As a sculptor, he's a little more relaxed, creating whimsical and fun pieces.

They're kind of my toys, said Leue, of Albany.

One of Leue's most elaborate toys will be on display at the Albany Center Gallery beginning Friday, Jan. 2. That's when the exhibit "Then and Now" opens. It includes "Musical Chairs," Leue's sculpture consisting of 20 stools attached to a reed organ. Each stool is painted white or black, representing a note. When someone sits on one, the organ plays the corresponding note.

Years ago, Leue got parts and pieces of two reed organs with no real idea of what he was going to do with them. Around the same time, he helped do some work on the organ at his church, and he was inspired to put together "Musical Chairs."

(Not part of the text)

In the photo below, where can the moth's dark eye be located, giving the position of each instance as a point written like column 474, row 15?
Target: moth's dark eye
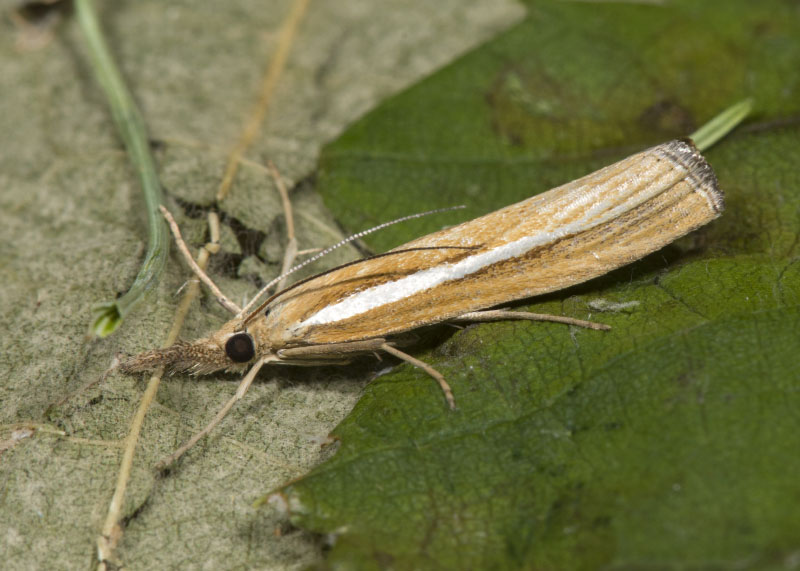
column 240, row 348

"It just kind of came to me all of a sudden," he said, noting that chairs are "inviting."

The piece didn't come together quite as quickly. In fact, Leue has spent about eight years working on it.

"It's the largest sculpture I've ever done," he said.

Leue envisions one day having 10 people, representing 10 fingers, sitting and standing to play a real song on Musical Chairs. He would have loved to do it at the "Then and Now" opening reception, but he figured it would be a little too chaotic.

"It simply won't be heard," he said with a laugh.

But he's working with a friend through his church to compose a piece that he hopes to have performed on "Musical Chairs." Then he'll have a video to post on the Internet, which he hopes might someday attract the attention of a buyer.

In the meantime, anyone who visits "Musical Chairs" at the Albany Center Gallery is invited to take a seat and see what happens. The show runs through Feb. 7.